W Iwieńcu w obwodzie mińskim odbyły się we wtorek uroczystości z okazji 75. rocznicy akcji bojowej Armii Krajowej, w efekcie której udało się na krótko opanować miasto i rozgromić niemiecki garnizon. Obchody zorganizował Związek Polaków na Białorusi.
„Ta pamięć jest potrzebna nie tym, którzy zginęli, ale nam, byśmy mogli być narodem” – mówiła prezes nieuznawanego przez Mińsk ZPB Andżelika Borys, składając kwiaty na grobach żołnierzy AK.
Uroczystości w Iwieńcu rozpoczęły się od mszy św. w kościele św. Aleksego. Następnie ich uczestnicy złożyli wieńce przy Krzyżu Straży Mogił Polskich upamiętniającym poległych żołnierzy Stołpecko-Nalibockiego Zgrupowania AK i na grobach żołnierzy AK na cmentarzu parafialnym.
W obchodach w Iwieńcu wzięli udział przedstawiciele miejscowej Polonii, a także Polacy z Mińska, dyplomaci z ambasady RP w Mińsku i Konsulatu Generalnego RP w Grodnie oraz szefowa Stowarzyszenia Żołnierzy AK przy ZPB, płk Weronika Sebastianowicz.
„W tym szczególnym dniu chcemy się pokłonić wszystkim tym, którzy walczyli o wolność naszej ziemi, wolność ukochanej Polski. Wielu z nich oddało życie, inni zdrowie, siły” – mówiła PAP Teresa Sobol, szefowa iwienieckiego oddziału ZPB.
Iwieniec w dzisiejszym rejonie wołożyńskim obwodu mińskiego, leży ok. 80 km od białoruskiej stolicy. W 1939 r. tereny te, wówczas należące do II RP, zostały zajęte przez Sowietów. Po rozpoczęciu wojny niemiecko-sowieckiej znalazły się pod okupacją niemiecką.
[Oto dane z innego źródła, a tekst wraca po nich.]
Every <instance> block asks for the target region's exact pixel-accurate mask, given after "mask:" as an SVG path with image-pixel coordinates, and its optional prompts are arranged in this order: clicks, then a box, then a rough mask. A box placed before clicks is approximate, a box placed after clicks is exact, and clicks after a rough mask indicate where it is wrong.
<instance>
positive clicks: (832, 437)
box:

„19 czerwca 1943 r. oddziały Zgrupowania Stołpecko-Nalibockiego AK pod dowództwem Kacpra Miłaszewskiego, pseudonim Lewald, opanowały miasto Iwieniec” – powiedział PAP Andrzej Poczobut, przedstawiciel władz ZPB. Dodał, że była to jedna z najbardziej spektakularnych operacji zbrojnych polskiego podziemia. „Na kilkanaście godzin miasto zostało opanowane przez Polaków, wywieszono biało-czerwone flagi” – wskazał.
AK zdecydowała się na działania zbrojne przeciwko niemieckiemu okupantowi m.in. po to, by uwolnić z więzień członków AK i zapobiec wywózkom mieszkańców Iwieńca do pracy przymusowej do Niemiec. Akcja miała także działać „ku pokrzepieniu serc”, zademonstrować obecność polskiej siły zbrojnej, służyła zdobyciu zapasów amunicji. Niemcy odpowiedzieli na nią represjami wobec ludności cywilnej.